Mozart -- 11",  Beethoven -- 7 3/4", Mahler -- 6 1/2", Bach -- 4 1/2", Bowie -- 4 1/2", Elvis Costello -- 4", Doors -- 4", Schubert -- 3 1/2", Tchaikovsky -- 3 1/2", Genesis -- 3 1/2", Haydn -- 3 1/2", Puccini -- 3 1/4", Bartok -- 3", Springsteen -- 2 1/2", Sinatra -- 2", Various movie soundtracks and musicals -- 9".






Probably used to be The Dead/Garcia/Weir/Hart/Hunter/etc.

Now? 
I would have to imagine The Cleveland Orchestra, various conductors.

The Royal Concertgebouw, various conductors, a close second, I think.


Pet Shop Boys. Vinyl, 12" singles, imports, rarities, CDs, CD singles, laser discs, books, autographed VIP passes, signed CDs and special editions. 
Pink Floyd and Led Zeppelin come to mind - limited by the number of albums they put out. I do have a 20 disc collection of Grateful Dead...
Bob Dylan and JS Bach and in 3rd place probably Neil Young. The best of the best. 
"The question at hand is, does any one of you have more than 48 albums by any one artist, be it an individual, band or composer. "

A few artists. Most importantly, The [Mighty] Fall. The post-punk Manchester band fronted by the strange character Mark S. Smith. I add Sun Ra too the list - one can never have enough Ra.

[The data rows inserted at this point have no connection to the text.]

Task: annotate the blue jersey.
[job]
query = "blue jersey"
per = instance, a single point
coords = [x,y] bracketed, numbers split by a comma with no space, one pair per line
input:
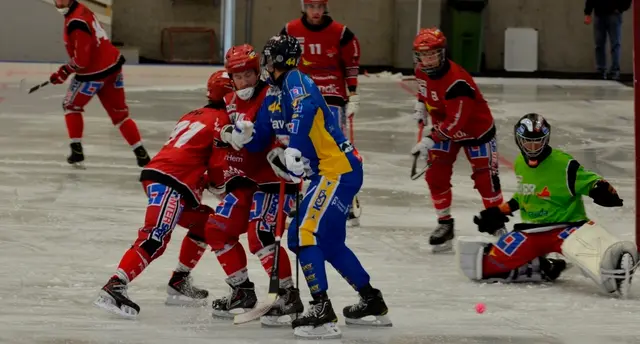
[297,114]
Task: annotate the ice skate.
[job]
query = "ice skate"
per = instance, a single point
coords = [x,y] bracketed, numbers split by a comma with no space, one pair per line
[320,321]
[76,158]
[113,298]
[370,311]
[287,308]
[441,239]
[354,213]
[142,156]
[181,292]
[241,299]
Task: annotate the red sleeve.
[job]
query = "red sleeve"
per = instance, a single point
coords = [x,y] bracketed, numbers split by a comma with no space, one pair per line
[350,55]
[459,103]
[81,40]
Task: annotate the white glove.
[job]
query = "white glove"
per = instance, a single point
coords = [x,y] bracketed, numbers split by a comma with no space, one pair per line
[294,163]
[423,146]
[353,105]
[278,164]
[420,113]
[239,135]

Miles Davis and Bill Evans are close seconds. I am gaining ground with Art Pepper (after recently acquiring his incredible late-period Galaxy box set). His auto-biography (transcribed and co-written by his wife Laurie Pepper) "Straight Life" is fascinating - even for non jazz fans.

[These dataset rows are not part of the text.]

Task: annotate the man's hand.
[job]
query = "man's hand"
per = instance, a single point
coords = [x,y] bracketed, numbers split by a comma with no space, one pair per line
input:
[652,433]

I started out collecting rock music focusing on Led Zeppelin, The Rolling Stones, The Who, Jimi Hendrix, and other blues-based rock bands focusing on ROIO materials. I happened upon the Archive.Org Grateful Dead collection before Bobby and the lawyers took down all the fantastic soundboards. Burnt them all to CD and made custom covers.
"...together they’ve played on approximately 200,000 tracks, and that doesn’t count remixes, versions, and dubs."
At 3 minutes a track, that is 416 days of uninterrupted playing. Not accounting for recording time which must be in multiples of it. Now, that is prolific.
@edgewear  im with ya on Frank  not quite as many as you but up there

however your comments of him today   Oh my if only


Ron Carter has appeared on 2,221 recording sessions. For jazz enthusiasts, you could have more recordings with Ron on them than any other musician in your collection and not even realize it ;-)
Sly n Robbie
Their rhythms have been the driving force behind innumerable songs -- one statistician estimated that together they’ve played on approximately 200,000 tracks, and that doesn’t count remixes, versions, and dubs. As a production team, they were the equivalent of a creative storm, the cutting edge of modern dub, ragga, and dancehall.

Classic Sly & Robbie....(Drum n Bass)
Grateful Dead by a country mile.  I bought the 73-CD Europe 72 Box Set.  I own probably 400 GD CD's.  Out of a collection of about 1000 CD's in total.  All I need to do now is to digitize the entire collection so that I can choose the best version of each song, like Cold Rain & Snow, or any other great GD song, and make the ultimate playlist.  My latest favorite is the Dave's Picks #29 San Bernardino 2/26/77 release-- in my view among the best shows of all-time, along the May 1977 shows and of course others from 1971 and '72.  Sound quality of San Bernardino is fantastic.  Like being there.